If there was just one thing you could impart on men as they begin trying to become parents, what would it be?

I would highly recommend communicating with friends and family. A problem shared is a problem halved. Failing that there are some really good private Facebook groups for men suffering from infertility. I found this great support through the good and especially the bad times.

Deborah Brock

Founder & CEO of Nua Fertility


Deborah has a personal passion for fertility health, supporting people and communities. With over 15 years experience of working in the Non profit and Education sector, I have had the honour of working together with people and communities focusing on their strengths, capacities and assets. With extensive senior management, project management and creative programme development experience.

How did your experience with fertility inspire you to help start Nua Fertility?

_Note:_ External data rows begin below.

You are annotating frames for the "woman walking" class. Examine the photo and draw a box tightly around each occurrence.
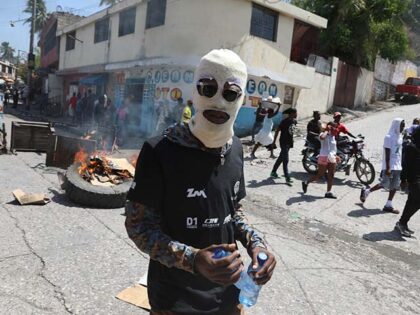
[250,97,281,159]
[302,122,339,199]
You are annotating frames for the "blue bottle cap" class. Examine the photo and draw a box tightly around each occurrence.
[213,248,228,259]
[257,252,268,266]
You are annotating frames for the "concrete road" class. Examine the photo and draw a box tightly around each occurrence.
[0,105,419,314]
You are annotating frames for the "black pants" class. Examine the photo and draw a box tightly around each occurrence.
[400,185,420,225]
[272,144,291,178]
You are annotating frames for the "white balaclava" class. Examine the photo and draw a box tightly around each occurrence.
[189,49,247,148]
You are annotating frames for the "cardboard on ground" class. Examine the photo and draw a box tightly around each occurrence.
[116,284,150,311]
[106,158,135,176]
[12,189,51,205]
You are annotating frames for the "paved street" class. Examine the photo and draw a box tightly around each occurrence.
[1,104,419,314]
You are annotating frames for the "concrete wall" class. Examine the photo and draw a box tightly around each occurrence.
[295,73,331,119]
[294,57,338,119]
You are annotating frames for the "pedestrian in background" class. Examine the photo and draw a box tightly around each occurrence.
[68,92,77,124]
[251,101,268,143]
[302,122,339,198]
[75,93,83,126]
[270,107,297,185]
[181,100,193,125]
[12,88,19,109]
[360,118,405,213]
[251,97,281,159]
[395,126,420,236]
[4,88,10,107]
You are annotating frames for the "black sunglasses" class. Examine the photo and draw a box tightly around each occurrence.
[196,78,243,102]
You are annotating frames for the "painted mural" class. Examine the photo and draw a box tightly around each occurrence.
[116,66,287,137]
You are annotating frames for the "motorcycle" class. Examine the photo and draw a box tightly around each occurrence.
[301,134,376,185]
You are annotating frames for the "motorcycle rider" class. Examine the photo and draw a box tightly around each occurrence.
[333,112,356,139]
[306,111,322,151]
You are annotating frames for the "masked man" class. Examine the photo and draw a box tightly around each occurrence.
[125,49,276,315]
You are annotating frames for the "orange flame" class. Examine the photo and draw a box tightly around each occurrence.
[129,154,138,168]
[74,148,89,174]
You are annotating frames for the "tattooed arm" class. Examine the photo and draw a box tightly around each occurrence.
[125,200,199,274]
[232,203,267,252]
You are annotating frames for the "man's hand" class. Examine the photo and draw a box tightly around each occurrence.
[194,244,243,285]
[385,168,391,177]
[249,247,276,285]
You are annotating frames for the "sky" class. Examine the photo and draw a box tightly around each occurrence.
[0,0,106,54]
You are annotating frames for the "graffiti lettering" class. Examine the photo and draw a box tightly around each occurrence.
[268,84,277,97]
[155,87,162,100]
[162,70,169,83]
[258,81,267,95]
[246,79,256,94]
[146,71,153,83]
[183,70,194,84]
[154,71,161,83]
[171,70,181,83]
[170,88,182,101]
[249,96,262,107]
[161,87,170,99]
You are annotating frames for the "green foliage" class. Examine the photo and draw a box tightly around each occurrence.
[293,0,413,69]
[23,0,48,34]
[0,42,15,61]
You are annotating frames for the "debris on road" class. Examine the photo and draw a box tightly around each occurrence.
[116,284,151,311]
[12,189,51,205]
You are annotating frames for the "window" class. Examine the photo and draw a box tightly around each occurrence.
[146,0,167,29]
[44,21,57,55]
[66,31,76,51]
[94,18,110,43]
[119,7,136,37]
[250,3,278,42]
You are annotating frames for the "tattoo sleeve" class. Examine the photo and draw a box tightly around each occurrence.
[232,203,267,251]
[125,201,199,274]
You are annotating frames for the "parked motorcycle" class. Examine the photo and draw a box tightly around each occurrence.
[301,134,375,185]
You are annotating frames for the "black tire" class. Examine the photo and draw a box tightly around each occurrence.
[64,163,132,208]
[302,150,318,174]
[395,94,401,102]
[355,159,375,185]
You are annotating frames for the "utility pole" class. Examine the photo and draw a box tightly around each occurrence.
[26,0,36,110]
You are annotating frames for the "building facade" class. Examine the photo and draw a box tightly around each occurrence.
[0,60,17,87]
[57,0,330,136]
[38,12,83,99]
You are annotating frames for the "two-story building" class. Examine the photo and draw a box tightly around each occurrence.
[0,60,17,87]
[38,11,83,99]
[57,0,332,136]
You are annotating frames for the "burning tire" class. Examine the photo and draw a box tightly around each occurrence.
[64,163,131,209]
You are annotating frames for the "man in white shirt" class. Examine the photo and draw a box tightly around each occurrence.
[360,118,405,213]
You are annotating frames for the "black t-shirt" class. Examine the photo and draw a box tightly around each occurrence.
[279,118,297,147]
[127,136,246,314]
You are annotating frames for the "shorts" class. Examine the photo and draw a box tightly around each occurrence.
[379,170,401,190]
[318,155,338,166]
[318,156,329,166]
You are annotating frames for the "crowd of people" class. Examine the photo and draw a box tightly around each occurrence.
[250,100,420,237]
[2,86,25,109]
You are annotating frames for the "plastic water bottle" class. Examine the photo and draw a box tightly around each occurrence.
[236,252,268,308]
[212,249,268,308]
[212,248,230,259]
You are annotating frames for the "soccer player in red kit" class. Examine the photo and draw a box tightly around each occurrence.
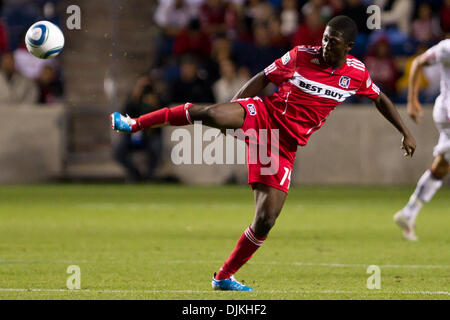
[111,16,416,291]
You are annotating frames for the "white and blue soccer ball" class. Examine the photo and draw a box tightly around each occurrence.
[25,21,64,59]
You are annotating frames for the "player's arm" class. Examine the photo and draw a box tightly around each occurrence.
[407,53,431,124]
[232,71,270,100]
[372,92,416,157]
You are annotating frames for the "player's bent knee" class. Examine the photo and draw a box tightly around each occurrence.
[431,154,450,178]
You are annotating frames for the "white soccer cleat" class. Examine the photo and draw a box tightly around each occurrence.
[394,210,418,241]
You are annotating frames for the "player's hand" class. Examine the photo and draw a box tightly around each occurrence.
[401,134,416,157]
[406,99,423,124]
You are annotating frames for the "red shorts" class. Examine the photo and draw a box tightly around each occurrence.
[234,97,298,194]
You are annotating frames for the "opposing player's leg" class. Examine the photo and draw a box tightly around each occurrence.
[111,102,245,132]
[395,122,450,241]
[395,154,449,241]
[212,183,287,291]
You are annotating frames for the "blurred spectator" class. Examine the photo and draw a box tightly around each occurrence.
[411,3,441,43]
[211,35,235,62]
[328,0,345,16]
[224,2,241,39]
[154,0,199,36]
[0,0,4,51]
[2,0,40,50]
[0,52,38,104]
[199,0,227,36]
[236,23,284,75]
[364,37,398,96]
[301,0,333,23]
[268,15,290,50]
[113,76,163,183]
[235,14,254,43]
[0,18,8,53]
[396,42,440,103]
[154,0,201,66]
[342,0,371,59]
[291,9,325,47]
[37,64,63,104]
[174,19,212,58]
[202,34,236,82]
[342,0,370,35]
[396,43,429,99]
[244,0,274,24]
[441,0,450,33]
[268,0,282,10]
[376,0,413,35]
[13,40,53,79]
[41,1,60,26]
[171,56,216,103]
[213,59,250,102]
[280,0,299,37]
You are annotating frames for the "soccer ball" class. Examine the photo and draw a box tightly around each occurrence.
[25,21,64,59]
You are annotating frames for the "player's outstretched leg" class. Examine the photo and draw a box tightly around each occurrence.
[111,102,245,132]
[212,184,287,291]
[394,154,449,241]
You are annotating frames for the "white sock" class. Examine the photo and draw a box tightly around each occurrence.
[403,170,442,220]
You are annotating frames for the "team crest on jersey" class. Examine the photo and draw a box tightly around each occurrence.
[339,76,351,89]
[246,103,257,116]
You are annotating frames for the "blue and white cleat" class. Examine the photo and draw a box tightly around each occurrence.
[110,112,136,133]
[211,273,254,291]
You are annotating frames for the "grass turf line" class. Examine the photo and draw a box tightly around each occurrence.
[0,184,448,300]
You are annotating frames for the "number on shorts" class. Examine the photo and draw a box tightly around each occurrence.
[280,167,292,188]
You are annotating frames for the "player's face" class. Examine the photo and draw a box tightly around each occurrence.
[322,26,351,67]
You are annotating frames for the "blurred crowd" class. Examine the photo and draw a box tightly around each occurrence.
[0,0,63,105]
[0,0,448,181]
[1,0,448,106]
[149,0,449,106]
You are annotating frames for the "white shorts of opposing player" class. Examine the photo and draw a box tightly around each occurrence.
[433,96,450,162]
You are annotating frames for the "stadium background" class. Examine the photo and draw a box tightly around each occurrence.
[0,0,449,301]
[0,0,448,185]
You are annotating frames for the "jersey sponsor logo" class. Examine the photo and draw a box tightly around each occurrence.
[339,76,351,89]
[310,58,320,65]
[246,103,257,116]
[281,52,291,65]
[289,72,356,102]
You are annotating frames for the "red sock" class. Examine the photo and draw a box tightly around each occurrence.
[215,226,266,280]
[133,103,193,132]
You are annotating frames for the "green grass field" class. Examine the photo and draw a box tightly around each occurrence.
[0,184,448,300]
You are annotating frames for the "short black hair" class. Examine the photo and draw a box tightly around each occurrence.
[326,15,358,44]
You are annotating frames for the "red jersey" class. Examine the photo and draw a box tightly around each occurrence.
[264,45,380,146]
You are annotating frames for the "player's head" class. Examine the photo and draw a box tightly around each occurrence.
[322,15,358,66]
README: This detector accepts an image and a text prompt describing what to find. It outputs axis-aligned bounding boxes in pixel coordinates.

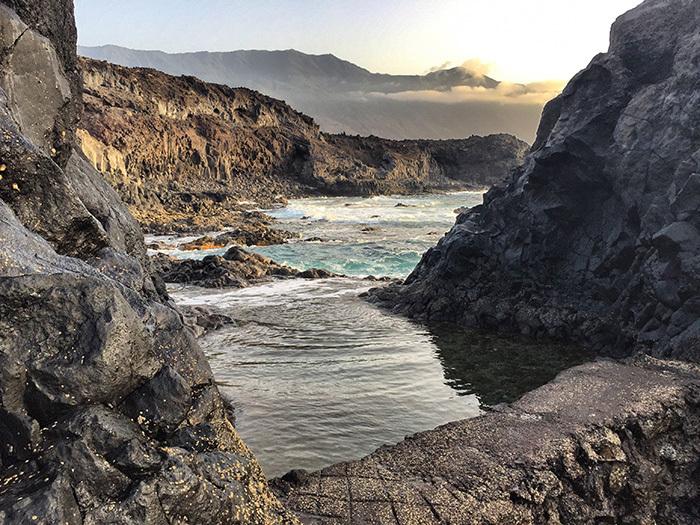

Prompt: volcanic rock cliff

My own personal fertility journey opened my eyes to the world of fertility health. Trying for a baby is one of the most exciting yet vulnerable times in your life. It took myself and my husband over three years and the helping hand of science to become a mum.  I have always worked with people and communities and felt my vision for Nua Fertility could genuinely support others who have fertility challenges.

Share a little about yourself—the things we wouldn’t learn from simply reading your professional bio.

I'm am curious person and love all things research. My ideal evening would be reading and exploring scientific journals! I like to think I am a little bit creative and I LOVE paint by numbers! Its probably the only time I slow down, I become immersed in the painting and think of nothing else.

What do you want to tell someone trying to conceive or already pregnant?

Educate yourself! Knowledge is power. The more you inform yourself about your fertility health the more you are empowering yourself with knowledge. Own your journey and take control over your own fertility health.

What’s something you wish someone told you while trying to conceive?

Open up and talk with friends and family. I was surrounded by amazing friends and family but I never opened up. When your struggling to conceive, a non-judgemental ear to listen or a shoulder to cry on is so powerful.